Ini adalah pengkhianatan yang terang-terangan terhadap prinsip-prinsip demokrasi dan supremasi hukum, yang seharusnya menjadi pilar utama dalam menjalankan pemerintahan yang adil dan transparan.
Pengkhianatan Terhadap Konstitusi
Pengkhianatan ini tidak dapat dianggap enteng. Ketika sebuah lembaga legislatif yang seharusnya menjaga dan menghormati konstitusi memilih untuk mengabaikan putusan MK, yang memiliki kekuatan hukum yang tetap dan mengikat, ini adalah indikasi bahwa sistem politik kita sedang berada dalam krisis. Tindakan ini mengirimkan pesan yang jelas bahwa hukum di Indonesia tidak lagi dipandang sebagai instrumen untuk mencapai keadilan dan menjaga ketertiban sosial, melainkan sebagai alat yang bisa dimanipulasi demi kepentingan politik jangka pendek.
Keputusan untuk mendukung putusan MA yang memungkinkan syarat usia calon kepala daerah dihitung sejak pelantikan, bukan sejak pendaftaran, adalah contoh yang sangat mencolok dari manipulasi hukum ini. Keputusan ini secara jelas dirancang untuk menguntungkan calon tertentu, dalam hal ini Kaesang Pangarep, putra Presiden Jokowi, yang baru akan memenuhi syarat usia pada Desember 2024. Ini bukan hanya sebuah keputusan yang tidak adil, tetapi juga merupakan bentuk nepotisme yang sangat vulgar dan mencederai prinsip-prinsip demokrasi yang seharusnya menjunjung tinggi persamaan hak dan kesempatan bagi semua warga negara.
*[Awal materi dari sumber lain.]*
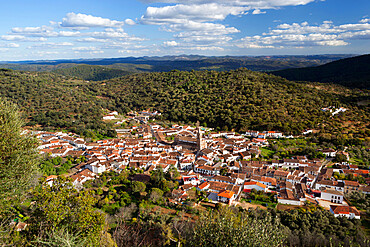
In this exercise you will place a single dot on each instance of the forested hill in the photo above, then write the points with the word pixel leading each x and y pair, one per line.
pixel 352 72
pixel 238 99
pixel 92 72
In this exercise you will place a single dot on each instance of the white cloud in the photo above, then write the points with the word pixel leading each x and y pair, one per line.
pixel 298 35
pixel 91 39
pixel 170 43
pixel 130 22
pixel 182 13
pixel 258 12
pixel 111 33
pixel 365 20
pixel 21 38
pixel 83 20
pixel 51 45
pixel 252 3
pixel 9 45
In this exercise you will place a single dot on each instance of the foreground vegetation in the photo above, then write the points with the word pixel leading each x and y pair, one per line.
pixel 133 209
Hannah Arendt, dalam esainya yang terkenal, Civil Disobedience (1970), menyatakan bahwa ketika hukum dan konstitusi dilanggar oleh mereka yang memiliki kekuasaan, rakyat memiliki hak, bahkan kewajiban, untuk menentang dan melawan pelanggaran tersebut. Arendt menekankan bahwa civil disobedience atau pembangkangan sipil adalah sebuah tindakan yang sah dan perlu ketika negara tidak lagi berfungsi sesuai dengan prinsip-prinsip demokrasi dan keadilan. Dalam konteks ini, tindakan DPR dan pemerintah yang mendukung keputusan ini adalah contoh nyata dari pelanggaran terhadap prinsip-prinsip dasar demokrasi, yang bisa memicu reaksi pembangkangan sipil dari rakyat yang merasa bahwa hak-hak mereka telah dikhianati.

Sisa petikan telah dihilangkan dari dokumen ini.